Anche se la parte non è tenuta a far precedere l’azione di annullamento all’azione di condanna o ad abbinare l’azione di condanna all’azione di annullamento, il risarcimento può essere escluso per i danni che la parte avrebbe potuto «evitare usando l’ordinaria diligenza, anche attraverso l’esperimento degli strumenti di tutela previsti» (art. 30, 4° co., c.p.a.). Non può, per es., pretendere il risarcimento dei danni commisurato al valore della casa illegittimamente demolita dal comune se ha omesso di impugnare e chiedere la sospensione dell’ordine di demolizione. L’eventuale accoglimento della domanda cautelare avrebbe impedito il danno che il proprietario vorrebbe risarcito a demolizione avvenuta.

L’azione contro il silenzio è esperibile quando è scaduto infruttuosamente il termine per la conclusione del procedimento e sino a un anno dalla scadenza di questo termine (ma la domanda di provvedimento può essere riproposta con l’effetto di far decorrere un nuovo termine per la conclusione del procedimento, scaduto il quale l’azione in precedenza omessa può essere esercitata: art. 31, 1°-2° co., c.p.a.).
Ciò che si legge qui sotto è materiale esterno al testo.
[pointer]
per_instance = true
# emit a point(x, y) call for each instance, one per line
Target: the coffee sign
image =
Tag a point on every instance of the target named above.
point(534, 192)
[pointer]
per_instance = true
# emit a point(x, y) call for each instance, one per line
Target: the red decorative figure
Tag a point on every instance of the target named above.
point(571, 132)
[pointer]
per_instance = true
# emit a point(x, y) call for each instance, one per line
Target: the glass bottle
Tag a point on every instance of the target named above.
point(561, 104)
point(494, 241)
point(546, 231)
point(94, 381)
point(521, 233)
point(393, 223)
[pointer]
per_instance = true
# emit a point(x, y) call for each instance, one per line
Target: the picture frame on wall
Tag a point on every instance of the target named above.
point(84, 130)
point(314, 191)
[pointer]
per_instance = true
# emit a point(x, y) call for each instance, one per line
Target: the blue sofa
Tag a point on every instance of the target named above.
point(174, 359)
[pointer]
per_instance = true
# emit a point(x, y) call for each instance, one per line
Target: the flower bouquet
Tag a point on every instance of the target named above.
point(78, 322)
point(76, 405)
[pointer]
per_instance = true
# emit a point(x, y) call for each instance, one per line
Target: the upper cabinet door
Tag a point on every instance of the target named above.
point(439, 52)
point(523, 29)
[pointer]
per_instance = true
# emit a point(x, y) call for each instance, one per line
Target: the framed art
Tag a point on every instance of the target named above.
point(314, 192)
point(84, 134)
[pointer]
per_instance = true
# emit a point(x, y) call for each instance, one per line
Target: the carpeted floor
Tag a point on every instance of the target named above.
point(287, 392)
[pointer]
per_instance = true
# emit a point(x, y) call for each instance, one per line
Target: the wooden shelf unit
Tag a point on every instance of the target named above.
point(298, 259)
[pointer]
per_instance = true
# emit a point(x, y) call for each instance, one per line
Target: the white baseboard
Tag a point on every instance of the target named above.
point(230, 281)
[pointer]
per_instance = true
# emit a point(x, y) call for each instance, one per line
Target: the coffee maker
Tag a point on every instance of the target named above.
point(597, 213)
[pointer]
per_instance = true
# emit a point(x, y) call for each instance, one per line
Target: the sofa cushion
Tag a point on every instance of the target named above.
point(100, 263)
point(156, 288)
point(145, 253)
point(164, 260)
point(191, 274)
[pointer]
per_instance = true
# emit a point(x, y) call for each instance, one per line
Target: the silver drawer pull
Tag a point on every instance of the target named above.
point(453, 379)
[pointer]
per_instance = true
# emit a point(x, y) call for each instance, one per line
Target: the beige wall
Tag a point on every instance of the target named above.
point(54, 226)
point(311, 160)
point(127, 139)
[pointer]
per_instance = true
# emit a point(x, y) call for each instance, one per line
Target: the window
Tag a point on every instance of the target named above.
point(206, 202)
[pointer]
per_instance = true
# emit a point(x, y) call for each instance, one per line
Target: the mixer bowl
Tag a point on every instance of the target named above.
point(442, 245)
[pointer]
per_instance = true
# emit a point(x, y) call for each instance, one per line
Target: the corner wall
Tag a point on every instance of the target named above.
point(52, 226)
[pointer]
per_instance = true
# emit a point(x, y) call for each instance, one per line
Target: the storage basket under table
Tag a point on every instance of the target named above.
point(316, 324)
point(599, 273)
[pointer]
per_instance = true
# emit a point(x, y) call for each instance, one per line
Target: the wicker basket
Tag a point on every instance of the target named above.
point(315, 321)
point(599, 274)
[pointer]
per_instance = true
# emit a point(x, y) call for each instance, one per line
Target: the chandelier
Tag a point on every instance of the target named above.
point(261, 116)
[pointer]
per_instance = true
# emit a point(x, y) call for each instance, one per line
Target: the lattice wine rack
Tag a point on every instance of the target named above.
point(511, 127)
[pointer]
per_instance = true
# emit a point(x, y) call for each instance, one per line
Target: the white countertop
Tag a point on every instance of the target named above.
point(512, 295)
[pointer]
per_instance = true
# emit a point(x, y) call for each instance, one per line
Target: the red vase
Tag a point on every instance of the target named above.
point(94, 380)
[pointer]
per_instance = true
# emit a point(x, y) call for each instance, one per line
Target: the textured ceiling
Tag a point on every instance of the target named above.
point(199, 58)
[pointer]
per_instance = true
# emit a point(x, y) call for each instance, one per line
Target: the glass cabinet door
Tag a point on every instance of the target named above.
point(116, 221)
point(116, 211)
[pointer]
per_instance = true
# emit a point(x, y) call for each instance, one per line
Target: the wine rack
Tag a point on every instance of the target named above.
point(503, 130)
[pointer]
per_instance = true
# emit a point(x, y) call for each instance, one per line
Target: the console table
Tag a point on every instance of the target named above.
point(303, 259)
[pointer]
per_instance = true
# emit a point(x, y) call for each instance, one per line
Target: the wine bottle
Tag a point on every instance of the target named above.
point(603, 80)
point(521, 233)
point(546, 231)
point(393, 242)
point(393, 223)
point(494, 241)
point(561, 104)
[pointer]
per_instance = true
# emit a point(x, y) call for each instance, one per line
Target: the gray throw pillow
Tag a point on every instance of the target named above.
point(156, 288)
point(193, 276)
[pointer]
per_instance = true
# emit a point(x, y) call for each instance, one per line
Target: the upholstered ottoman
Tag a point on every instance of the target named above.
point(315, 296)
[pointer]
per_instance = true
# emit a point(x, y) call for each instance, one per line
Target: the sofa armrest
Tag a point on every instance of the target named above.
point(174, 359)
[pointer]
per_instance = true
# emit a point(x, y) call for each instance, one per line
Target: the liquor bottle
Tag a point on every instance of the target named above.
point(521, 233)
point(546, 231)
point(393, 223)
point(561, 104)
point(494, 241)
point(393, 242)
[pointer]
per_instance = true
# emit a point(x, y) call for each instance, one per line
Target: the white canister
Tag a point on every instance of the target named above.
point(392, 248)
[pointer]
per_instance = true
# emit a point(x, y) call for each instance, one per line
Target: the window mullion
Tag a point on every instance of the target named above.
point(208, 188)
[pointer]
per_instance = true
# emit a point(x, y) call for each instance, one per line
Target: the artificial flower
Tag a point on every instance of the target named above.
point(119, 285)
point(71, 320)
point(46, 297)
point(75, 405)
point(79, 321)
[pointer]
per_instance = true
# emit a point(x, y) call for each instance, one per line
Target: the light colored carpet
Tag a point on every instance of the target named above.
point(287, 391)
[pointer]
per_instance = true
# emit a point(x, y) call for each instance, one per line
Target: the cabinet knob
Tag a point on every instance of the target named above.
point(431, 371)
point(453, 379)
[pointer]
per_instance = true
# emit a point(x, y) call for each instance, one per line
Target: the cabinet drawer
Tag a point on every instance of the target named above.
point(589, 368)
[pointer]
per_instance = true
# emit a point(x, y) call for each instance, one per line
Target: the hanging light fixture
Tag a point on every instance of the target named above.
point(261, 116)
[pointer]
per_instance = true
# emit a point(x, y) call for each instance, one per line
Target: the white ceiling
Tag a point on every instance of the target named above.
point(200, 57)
La parte chiede l’accertamento dell’obbligo dell’amministrazione di provvedere (un’azione di accertamento, non quindi un’azione di condanna ad adempiere). Il giudice può andare oltre questa enunciazione e pronunciarsi sulla fondatezza della pretesa solo se si tratta di attività vin-colata o quando non residuano ulteriori margini di esercizio della discrezionalità e non sono necessari adempimenti istruttori che debbano essere compiuti dall’amministrazione (art. 31, 3° co., c.p.a.).

Il TAR può stabilire, cioè, che il ricorrente ha titolo a ottenere il provvedimento richiesto (e con il contenuto richiesto) solo se il potere è vincolato ab origine o lo è diventato successivamente quando il procedimento sia pervenuto a un punto tale che non restano all’amministrazione altre scelte all’infuori dell’accoglimento della domanda (di solito per le risultanze dell’istruttoria che condizionano l’esito del procedimento: art. 3, l. 7 ag. 1990 nr. 241). Entro questi limiti è ammessa anche l’azione di adempimento, volta al rilascio del provvedimento richiesto: ammessa sia nel caso che venga esercitata l’azione contro il silenzio sia che venga impugnato il diniego di provvedimento (e comunque contestualmente a una di queste due azioni).

Anche l’azione di nullità è un’azione di accertamento e può essere proposta entro 180 giorni dalla notifica, comunicazione e presa conoscenza dell’atto. Le nullità sono quelle previste dall’art. 21 septies l. 241/1990 (carenza degli elementi essenziali, difetto assoluto di attribuzione) o violazione o elusione del giudicato. Presupposto perché l’azione possa essere esercitata è che il giudice amministrativo sia munito di giurisdizione. Esulano perciò da questo ambito gli atti nulli che si imbattono in diritti soggettivi. Poiché, per definizione, essi non riescono a degradare i diritti sui quali pretendono di incidere, la giurisdizione in questi casi spetta al giudice ordinario.

Un regime a sé hanno gli atti nulli per violazione o elusione del giudicato. Essi sono attribuiti alla giurisdizione esclusiva del giudice amministrativo e non opera nei loro riguardi il termine di decadenza di 180 giorni (ma il termine di prescrizione decennale dal passaggio in giudicato della sentenza, art. 114, 1° co., c.p.a.).

La nullità dell’atto può essere sempre eccepita dalla parte resistente o rilevata d’ufficio dal giudice (art. 31, 4°co., c.p.a.). È possibile che il ricorrente faccia valere come titolo della sua pretesa un atto amministrativo di cui l’amministrazione resistente eccepisca la nullità.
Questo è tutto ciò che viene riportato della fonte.